# When is the nub theory most accurate?



## Boo44

For my 11+6 scan I had a mixture of boy and girl guesses with most girl. The nub is long and forked. Everyone keeps saying it's too early and has time to rise. So when is it best to have a nub guess? I went on to have 13+3 scan but I can't really see a nub which is so frustrating! She scanned through the potty area and said I can't see anything dangling, and all I could think was of course you bloody can't it's only 13 weeks!!!

I just want to know now!


----------



## Boo44

This is the 11+6 picture

https://i1354.photobucket.com/albums/q693/rshipley20/Mobile%20Uploads/8C8FDAE4-69AE-4AD0-BF9E-F16E3424C35F_zpsiyqdq2e4.jpg

And some of the 13+3 pictures

https://i1354.photobucket.com/albums/q693/rshipley20/Mobile%20Uploads/95FA2BAC-1160-4124-945F-CDDCFA18C2A0_zpsaxoxaliv.jpg

https://i1354.photobucket.com/albums/q693/rshipley20/Mobile%20Uploads/AF110CCE-DCE5-4504-AF0F-F13E2495CA98_zpsl5otkqx5.jpg


----------



## Boo44

Bump


----------



## 6lilpigs

13 weeks is the best time, its such a shame that your recent pics are so grainy!
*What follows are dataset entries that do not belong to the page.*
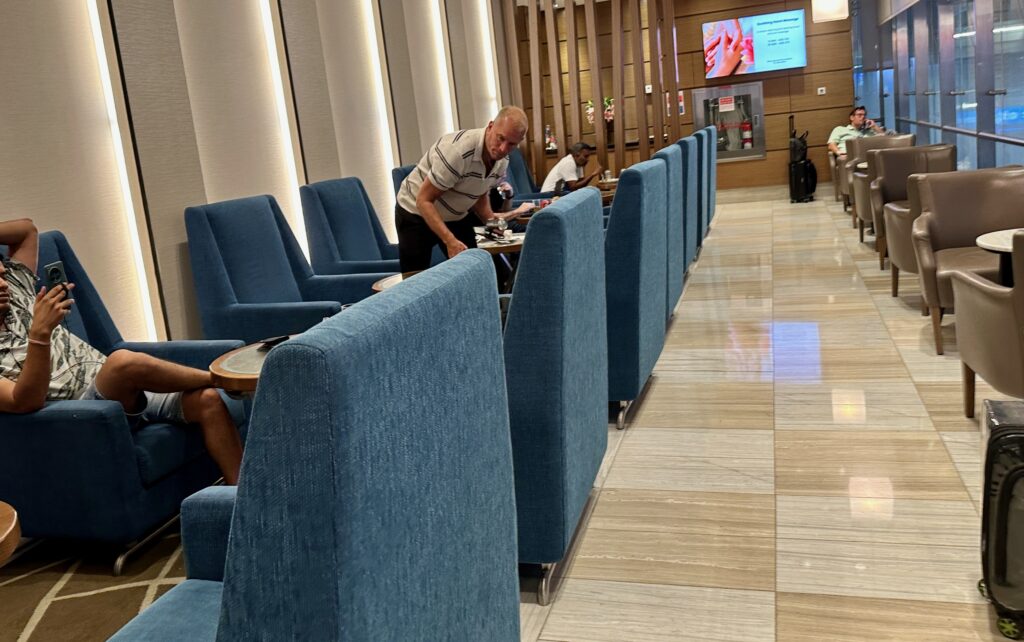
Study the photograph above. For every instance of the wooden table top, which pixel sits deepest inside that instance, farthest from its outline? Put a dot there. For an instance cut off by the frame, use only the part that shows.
(392, 281)
(239, 370)
(10, 531)
(1001, 241)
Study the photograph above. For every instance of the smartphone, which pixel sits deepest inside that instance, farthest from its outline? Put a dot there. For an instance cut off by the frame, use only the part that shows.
(53, 274)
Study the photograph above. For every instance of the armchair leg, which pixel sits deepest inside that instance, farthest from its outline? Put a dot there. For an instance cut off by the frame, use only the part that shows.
(936, 313)
(119, 564)
(969, 379)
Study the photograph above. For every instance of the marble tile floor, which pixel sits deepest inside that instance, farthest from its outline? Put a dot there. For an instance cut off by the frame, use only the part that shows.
(800, 468)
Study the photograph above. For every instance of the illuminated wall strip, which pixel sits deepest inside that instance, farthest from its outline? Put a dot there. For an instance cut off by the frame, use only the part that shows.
(489, 61)
(119, 156)
(440, 59)
(375, 50)
(298, 225)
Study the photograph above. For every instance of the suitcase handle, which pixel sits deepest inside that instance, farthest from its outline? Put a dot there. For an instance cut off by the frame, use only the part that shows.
(1003, 522)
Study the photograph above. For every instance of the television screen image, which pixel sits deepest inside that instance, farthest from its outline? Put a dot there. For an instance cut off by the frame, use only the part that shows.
(754, 44)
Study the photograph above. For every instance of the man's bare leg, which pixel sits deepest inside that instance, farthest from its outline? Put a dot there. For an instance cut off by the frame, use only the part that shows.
(204, 407)
(126, 374)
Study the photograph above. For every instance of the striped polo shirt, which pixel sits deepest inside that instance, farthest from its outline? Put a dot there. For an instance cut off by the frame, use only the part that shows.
(455, 165)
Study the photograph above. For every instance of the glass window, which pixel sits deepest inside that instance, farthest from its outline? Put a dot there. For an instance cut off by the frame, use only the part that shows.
(1008, 62)
(964, 43)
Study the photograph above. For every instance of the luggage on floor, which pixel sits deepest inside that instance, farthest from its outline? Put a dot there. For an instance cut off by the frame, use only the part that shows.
(1003, 514)
(803, 175)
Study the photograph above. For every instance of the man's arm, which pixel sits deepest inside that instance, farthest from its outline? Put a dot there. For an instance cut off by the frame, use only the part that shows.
(425, 206)
(22, 239)
(28, 394)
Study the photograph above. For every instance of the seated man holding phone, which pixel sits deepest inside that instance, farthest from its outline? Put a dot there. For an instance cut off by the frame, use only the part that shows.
(859, 126)
(41, 360)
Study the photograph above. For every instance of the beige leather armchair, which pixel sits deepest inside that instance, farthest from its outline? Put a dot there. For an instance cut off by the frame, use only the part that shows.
(989, 318)
(856, 152)
(957, 207)
(893, 209)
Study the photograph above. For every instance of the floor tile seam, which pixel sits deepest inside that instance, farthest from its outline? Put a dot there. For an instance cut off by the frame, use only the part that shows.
(945, 447)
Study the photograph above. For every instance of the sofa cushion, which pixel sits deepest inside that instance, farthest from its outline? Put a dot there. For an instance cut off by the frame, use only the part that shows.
(188, 612)
(972, 259)
(163, 448)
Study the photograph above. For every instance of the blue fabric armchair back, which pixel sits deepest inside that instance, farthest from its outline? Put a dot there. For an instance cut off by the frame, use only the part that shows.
(701, 136)
(398, 174)
(341, 223)
(377, 494)
(522, 181)
(712, 169)
(89, 318)
(690, 213)
(557, 374)
(636, 277)
(243, 252)
(676, 242)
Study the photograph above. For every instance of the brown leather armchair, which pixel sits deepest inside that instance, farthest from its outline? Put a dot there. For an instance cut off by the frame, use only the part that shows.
(958, 207)
(989, 318)
(893, 209)
(856, 152)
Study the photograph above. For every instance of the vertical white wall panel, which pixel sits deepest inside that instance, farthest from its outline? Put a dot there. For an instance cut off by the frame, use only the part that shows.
(231, 93)
(56, 154)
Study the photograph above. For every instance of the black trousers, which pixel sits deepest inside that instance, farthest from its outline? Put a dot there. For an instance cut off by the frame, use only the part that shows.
(417, 241)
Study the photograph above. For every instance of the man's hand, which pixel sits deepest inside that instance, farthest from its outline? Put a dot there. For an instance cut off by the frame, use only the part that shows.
(49, 310)
(455, 247)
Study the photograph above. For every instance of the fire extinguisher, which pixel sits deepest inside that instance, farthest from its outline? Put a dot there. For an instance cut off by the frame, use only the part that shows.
(747, 134)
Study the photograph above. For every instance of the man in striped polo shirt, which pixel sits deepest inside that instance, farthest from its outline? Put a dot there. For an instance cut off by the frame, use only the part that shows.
(453, 177)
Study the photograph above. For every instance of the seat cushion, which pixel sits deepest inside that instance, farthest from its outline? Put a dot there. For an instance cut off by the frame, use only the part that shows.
(163, 448)
(973, 259)
(188, 612)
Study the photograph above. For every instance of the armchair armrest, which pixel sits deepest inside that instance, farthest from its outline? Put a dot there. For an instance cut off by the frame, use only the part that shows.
(193, 353)
(360, 267)
(926, 260)
(206, 523)
(340, 288)
(252, 322)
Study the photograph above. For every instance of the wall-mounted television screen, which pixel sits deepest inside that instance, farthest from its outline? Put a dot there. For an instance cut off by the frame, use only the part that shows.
(754, 44)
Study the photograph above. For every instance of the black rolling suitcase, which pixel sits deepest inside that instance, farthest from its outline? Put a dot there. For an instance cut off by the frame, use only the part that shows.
(1003, 515)
(803, 174)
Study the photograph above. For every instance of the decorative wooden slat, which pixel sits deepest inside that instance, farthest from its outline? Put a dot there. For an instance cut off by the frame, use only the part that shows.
(595, 81)
(512, 50)
(572, 61)
(670, 66)
(617, 71)
(555, 74)
(638, 75)
(657, 92)
(537, 131)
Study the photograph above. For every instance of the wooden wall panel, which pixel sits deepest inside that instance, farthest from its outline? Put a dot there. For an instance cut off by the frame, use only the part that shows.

To me tbh your bottom pic 'might' show a little stacked blue nub but I wouldnt put a confident guess on that as without all the detail it could be anything, sorry I cant be more helpful x


----------



## Boo44

Yeah I thought maybe a stacked nub on the last pic. It's a shame I got my hopes up a bit for a girl which would be a nice change (!) after the first pics because that nub is long forked and parallel with the lower part of the spine. But hey, we get what we're given in life!! I'm having a 16 week scan in a couple of weeks so I'll ask what the gender is then x


----------



## Unexpected212

At 11+2 my little ones nub was veryyy long with a fork and flat. Apparently they all often start out like that and either rise or don't.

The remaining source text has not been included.